Het geschil betreft het antwoord op de vraag of de naheffingsaanslag parkeerbelasting terecht is opgelegd.
3.2.
Het hof heeft de verwijzingsopdracht zo opgevat dat alleen nog feitelijk vastgesteld dient te worden of belanghebbende voor het eerste uur parkeerbelasting heeft voldaan. Indien dat het geval is, dan dient de naheffingsaanslag vernietigd te worden. Naheffing van parkeerbelasting over de periode na afloop van het eerste uur is, op grond van hetgeen de Hoge Raad in zijn rechtsoverwegingen 3.2.2 tot en met 3.2.4 heeft geoordeeld, namelijk niet mogelijk.

4.Gronden

Vooraf
4.1.
De heffingsambtenaar stelt in zijn conclusie naar aanleiding van het verwijzingsarrest dat belanghebbende in strijd heeft gehandeld met een verkeersvoorschrift doordat hij de maximale duur van één uur heeft overschreden en vraagt zich af op basis waarvan deze overtreding beboet dient te worden.
4.2.
Het hof deelt de heffingsambtenaar ter voorlichting mee dat het niet aan de belastingrechter is om op deze vraag een antwoord te geven.

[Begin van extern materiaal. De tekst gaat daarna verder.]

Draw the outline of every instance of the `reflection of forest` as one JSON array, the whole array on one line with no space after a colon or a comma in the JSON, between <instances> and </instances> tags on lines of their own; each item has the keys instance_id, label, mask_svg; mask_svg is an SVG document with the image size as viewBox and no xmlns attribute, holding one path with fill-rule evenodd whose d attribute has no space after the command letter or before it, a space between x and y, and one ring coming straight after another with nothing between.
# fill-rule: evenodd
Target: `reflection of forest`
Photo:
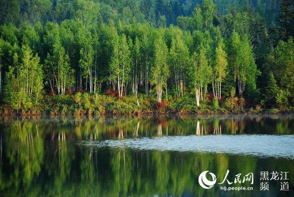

Ten aanzien van het geschil
4.3.
Belanghebbende heeft in zijn conclusie naar aanleiding van het verwijzingsarrest nogmaals een uitdraai van de parkeerhistorie uit zijn parkeerapplicatie overgelegd. Hieruit volgt dat belanghebbende voor het eerste uur parkeerbelasting heeft voldaan. De heffingsambtenaar heeft dit ter zitting ook bevestigd.
4.4.
Het hof stelt daarom vast dat belanghebbende voor het eerste uur parkeerbelasting heeft voldaan.
4.5.
Ter zitting heeft de heffingsambtenaar aangegeven het niet eens te zijn met het oordeel van de Hoge Raad dat naheffing van parkeerbelasting voor de periode na ommekomst van het eerste uur niet mogelijk is, vanwege het parkeerverbod na afloop van het eerste uur. De heffingsambtenaar is van mening dat de naheffingsaanslag parkeerbelasting in stand moet blijven ondanks dat belanghebbende voor het eerste uur parkeerbelasting heeft voldaan.
4.6.
Zoals het hof ook ter zitting aan de heffingsambtenaar heeft medegedeeld, is het niet de taak van het hof als verwijzingshof om het oordeel van de Hoge Raad te toetsen. Het hof moet zich houden aan de verwijzingsopdracht en vaststellen of belanghebbende voor het eerste uur parkeerbelasting heeft voldaan. Aangezien dat het geval is, kan de naheffingsaanslag parkeerbelasting niet in stand blijven.
Tussenconclusie
4.7.
De slotsom is dat het hoger beroep gegrond is. Dit betekent dat de naheffingsaanslag parkeerbelasting dient te worden vernietigd.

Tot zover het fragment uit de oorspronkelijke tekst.